04h40min. 10 de setembro de 2012. O computador me convoca a
saltar do leito insone. Assistira, na véspera, ao Ballet National de Marseille,
em sua segunda noite de apresentações no 19º
Porto Alegre em Cena. Tenho que escrever sobre isso. Aliás, “tenho”(?!)... não!
Sinto um desejo irrefreável de fazê-lo. Que jeito!
Corpo e mãos à obra!
Balê, Arte que eu desconheço, mas que
me fascina desde menino. Sempre tive um desejo, também irrefreável, de dançar. Desejo,
muito cedo, refreado. Portanto nunca dancei, nem estudei Dança (mas ainda
desejo, aos 57! Agora, com a coragem maior de um “homem” sobrevivente à “flor”
na próstata [não “na boca”] do título da peça pirandelliana). Arte que desconheço...em termos. Desconheço a nomenclatura, as regras, os conceitos, as técnicas
corporais, as diferentes linhas, métodos, tendências.

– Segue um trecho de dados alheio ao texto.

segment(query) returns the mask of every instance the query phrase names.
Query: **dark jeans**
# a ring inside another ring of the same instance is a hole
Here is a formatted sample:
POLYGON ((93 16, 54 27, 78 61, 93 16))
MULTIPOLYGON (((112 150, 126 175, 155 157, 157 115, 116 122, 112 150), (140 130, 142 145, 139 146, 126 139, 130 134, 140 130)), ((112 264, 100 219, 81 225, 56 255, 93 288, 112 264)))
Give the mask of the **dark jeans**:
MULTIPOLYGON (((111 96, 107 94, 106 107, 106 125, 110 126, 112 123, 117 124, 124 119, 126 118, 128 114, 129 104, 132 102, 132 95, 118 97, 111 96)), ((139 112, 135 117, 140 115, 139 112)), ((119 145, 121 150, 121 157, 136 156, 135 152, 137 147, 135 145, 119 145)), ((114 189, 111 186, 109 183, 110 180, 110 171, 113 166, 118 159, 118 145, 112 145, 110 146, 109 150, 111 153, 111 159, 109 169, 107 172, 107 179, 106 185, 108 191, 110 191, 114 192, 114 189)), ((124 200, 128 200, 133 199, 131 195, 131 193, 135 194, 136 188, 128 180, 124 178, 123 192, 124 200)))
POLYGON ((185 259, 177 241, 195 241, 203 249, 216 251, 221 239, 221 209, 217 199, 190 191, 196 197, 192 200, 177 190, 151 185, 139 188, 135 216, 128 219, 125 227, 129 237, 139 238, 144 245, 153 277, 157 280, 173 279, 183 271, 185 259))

Mesmo assim, meu corpo,
via de regra, se nega a admitir sua ignorância: se atira nas pistas de dança (claro,
quando encontra um espaço apropriado, seguro, de liberdade ou de experimentação).
Ali, me transformo num Travolta... Não, em um Baryshnikov! Um Nureyev! Um
Nijinsky! Até mesmo em uma Isadora
Duncan! Aí, adoto piamente a máxima de Nietzsche: “Só acredito em um Deus que
saiba dançar”. Creio mesmo é em Shiva Nataraja (nesse meu panteão em que também
incluo Dionísio)!
Será que o problema da falta de
público para a Dança (por extensão para o Teatro e as outras artes), deriva do
fato de trazer maior prazer àqueles que a praticam; àqueles que acreditam,
também, nesse deus nietzschiano e que se lançam às salas de ensaio (horas a fio
de trabalho diário) para incorporar técnicas extremamente difíceis e que parecem
ter a pretensão de que o reles corpo mortal possa se transforma ra tal ponto (às
vezes, até se deformar)...para transfigurar-se, enfim, em matéria extracotidiana, extra-humana, divina?!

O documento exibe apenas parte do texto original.